Pontchartrain Landing, a very old, rundown facility.
The approach road to Pontchartrain Landing RV Park. Oh dear.
This is from the Pontchartrain Landing website, it doesn’t look anything like this in reality. I see lots of photoshopped images. Got to be careful.
New Orleans, LA — We have tried several times before to connect with this city and wanted to give it another try. Our first time here was a New Year’s Eve on a flight from home to the Bahamas. We arrived after dark and hit Bourbon Street around 11pm. Wow, crazy! This time we went to the French Quarter and Bourbon Street about 5pm, and it was a whole different crowd. Oh well, we are a wee bit older now and not quite running at the same velocity as before. Anyway, interesting atmosphere — people, shops and restaurants everywhere. (Found a great t-shirt for John and you, Terry Karsh, that will be great on our boat trip.) We had a drink or two (who’s counting) and a bite to eat — and got home before the crazy’s came out.

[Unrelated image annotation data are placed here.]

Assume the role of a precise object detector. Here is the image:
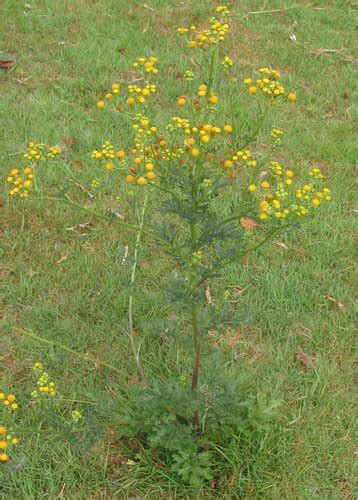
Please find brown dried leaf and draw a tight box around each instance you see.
[240,217,257,229]
[326,295,346,310]
[0,59,15,69]
[56,253,70,264]
[231,286,245,297]
[108,208,125,220]
[296,352,314,368]
[14,76,31,85]
[274,241,288,250]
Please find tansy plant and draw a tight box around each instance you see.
[4,6,331,487]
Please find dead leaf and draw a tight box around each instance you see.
[67,178,94,199]
[65,222,94,236]
[231,286,245,297]
[240,217,257,229]
[129,373,139,384]
[296,352,314,368]
[205,285,213,305]
[56,253,70,264]
[63,137,78,145]
[326,295,346,310]
[72,160,83,170]
[0,59,15,69]
[14,76,31,85]
[108,208,126,220]
[274,241,288,250]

Next day we visited the Lafayette Cemetery and browsed the headstones. There are many cemeteries like this in the city, and they are very interesting, and a bit sad. They are pretty run down, sites crumbling, no care given. We saw names dating from the 1700s to the early 2000s. Finally John said, in the words of our grandson, Nick, “We gotta get out of here, this place is creepin’ me out!” Had lunch on Magazine Street in the Garden District. Lots of beautiful old homes, well taken care of.
Very rundown and neglected. Births and deaths dating from the late 1700s to early 2000s. After a short while, John quoted grandson, Nick, “we gotta get outta here, I’m getting creeped out!”
Mobile, AL — And the signs for the Robert Trent Jones Golf Trail begin. Our first stop on the trail is Magnolia Grove. Everyone was super friendly and welcoming (love the Southern hospitality), the club house and grounds beautiful and well maintained. We played the Crossings course — there are two 18-hole courses and an 18-hole par 3. The weather was perfect, no wind — we’re off to a great start with the golf.
After golf, feeling lazy, and nothing but fast food in the area, so John called a Domino’s to see if they have gluten free pizza. YES, great! So he says we’ll eat there. I say I think it’s take-out only, so he calls and asks if they have tables and chairs. “Well, sir, we do have one table and two chairs, but most people take the pizza to go.” Pretty funny. However, we ended up cooking at home after all.
Montgomery, AL — Nice drive from Mobile. All set to play our second round of golf on the RTJ Trail in the morning.